Good morning,
Developers are in revolt over contracts to fix unsafe cladding that they say go “well beyond” the pledges they agreed to earlier this year. A leaked letter from the Home Builders Federation to the Department for Levelling Up said the new, legally binding contracts were “impossible to sign”.
Business rates are an “iceberg” threatening the industry, says the CBI, with inflation expected to take the bill to £3bn.
Meanwhile, The FT (£) asks if cooling office sales and falling valuations are the cracks that signal structural damage, adding that rising interest rates, remote working and the push for greener buildings suggest a bleak outlook(£).
The new register of overseas owners of UK property will be launched today. In most of the UK the legislation will be retrospective, with purchases in England as far back as 1999 needing to be reported. Those who don’t declare their ownership face fines of £2,500 a day and five years in prison.
The lack of life science space in Oxford and Cambridge is stifling the UK’s ability to capitalise on the growth of the sector. Companies are abandoning plans to set up in the Arc and are heading to Boston in the US, which has plenty of lab space.
Happy Yorkshire day!
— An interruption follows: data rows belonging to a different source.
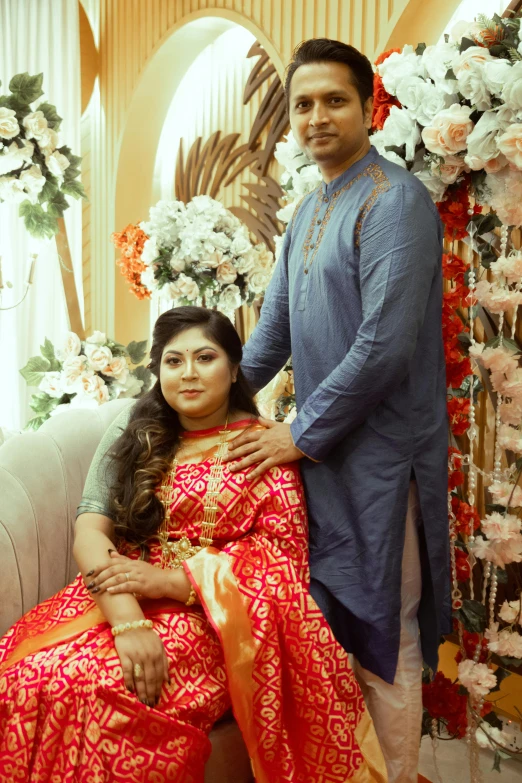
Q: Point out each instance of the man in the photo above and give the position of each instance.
(356, 300)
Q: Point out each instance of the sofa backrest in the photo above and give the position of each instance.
(42, 475)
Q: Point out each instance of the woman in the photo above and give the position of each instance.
(192, 599)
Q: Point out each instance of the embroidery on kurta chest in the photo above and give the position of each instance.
(382, 184)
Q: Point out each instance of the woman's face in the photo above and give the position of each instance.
(195, 375)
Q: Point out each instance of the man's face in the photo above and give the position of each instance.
(326, 115)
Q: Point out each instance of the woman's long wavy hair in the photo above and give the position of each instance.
(145, 450)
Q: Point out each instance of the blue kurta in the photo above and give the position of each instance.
(356, 299)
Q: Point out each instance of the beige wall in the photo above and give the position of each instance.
(144, 49)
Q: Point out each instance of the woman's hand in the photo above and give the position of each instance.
(129, 576)
(144, 662)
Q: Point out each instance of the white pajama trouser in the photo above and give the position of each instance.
(396, 709)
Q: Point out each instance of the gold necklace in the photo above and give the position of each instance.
(174, 553)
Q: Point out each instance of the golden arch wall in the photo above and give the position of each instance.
(119, 151)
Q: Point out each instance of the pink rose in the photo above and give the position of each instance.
(449, 131)
(510, 144)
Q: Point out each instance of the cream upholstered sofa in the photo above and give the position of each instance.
(41, 482)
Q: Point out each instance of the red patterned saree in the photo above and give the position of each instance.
(257, 643)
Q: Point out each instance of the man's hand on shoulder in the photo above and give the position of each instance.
(263, 448)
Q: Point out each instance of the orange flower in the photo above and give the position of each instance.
(131, 242)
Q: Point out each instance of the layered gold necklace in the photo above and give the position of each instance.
(174, 553)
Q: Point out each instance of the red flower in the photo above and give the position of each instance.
(384, 56)
(465, 516)
(470, 642)
(442, 700)
(458, 410)
(455, 208)
(382, 103)
(453, 267)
North Yorkshire and the City of York will get a directly elected mayor as part of a £540m devolution deal signed later today.
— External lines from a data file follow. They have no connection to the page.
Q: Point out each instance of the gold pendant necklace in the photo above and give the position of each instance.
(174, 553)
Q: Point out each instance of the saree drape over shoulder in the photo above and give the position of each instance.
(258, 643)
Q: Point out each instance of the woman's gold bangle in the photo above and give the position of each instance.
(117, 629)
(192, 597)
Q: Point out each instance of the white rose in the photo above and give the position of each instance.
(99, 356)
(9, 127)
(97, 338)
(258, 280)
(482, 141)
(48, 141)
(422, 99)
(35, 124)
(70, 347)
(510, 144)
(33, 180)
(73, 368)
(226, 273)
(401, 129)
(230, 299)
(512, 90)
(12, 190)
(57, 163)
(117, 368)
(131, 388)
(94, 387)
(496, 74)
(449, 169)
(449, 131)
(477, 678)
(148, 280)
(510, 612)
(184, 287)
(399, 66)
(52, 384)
As the Lionesses bring football home, EG Like Sunday Morning discusses the excitement in Birmingham for the Commonwealth Games, as well as how the Court of Appeal’s recent decision could impact disputes over Covid rent arrears.
Prime ministerial hopeful Rishi Sunak has pledged to cut income tax to 16p, but not until the end of the decade.
And the biggest interest rate rise in 20 years is expected this week, as traders price in a hike to 1.75%.
Moss Bros is planning to open five new stores…
But most bosses are scaling back investment, says the Institute of Directors, as pessimism rises.
Research has shown that landlords are evicting tenants to make way for holiday lets and Airbnbs…
As Leeds Building Society scraps second-home mortgages, saying they go against its mission to expand home ownership.
And Christian Candy has sold his luxury “Candyland” estate just west of London for about £125m.
The Times (£) has an interview with Harworth’s Lynda Shillaw, and takes a look at how Elon Musk’s Hyperloop plans(£) are progressing (spoiler: they aren’t, really).
And finally, it seems Ivana Trump is still helping out her ex-husband, even from beyond the grave. The former wife of Donald Trump was buried last month near the first hole of Trump’s National Golf Club in Bedminster, New Jersey. And it turns out that this could allow The Donald to declare at least part of the estate as a cemetery. In fact, he has been trying to do that for years. Why? Because New Jersey, which has among the highest property taxes in the US, offers an exemption to cemetery companies. In fact, the exemption covers not just real estate, rates, assessments and personal property taxes, but also business taxes, sales taxes, income taxes, and inheritance taxes. Jackpot! And Trump has some form with this. He previously claimed the plot was a farm, because some of the trees on the site were turned into mulch used for flower beds.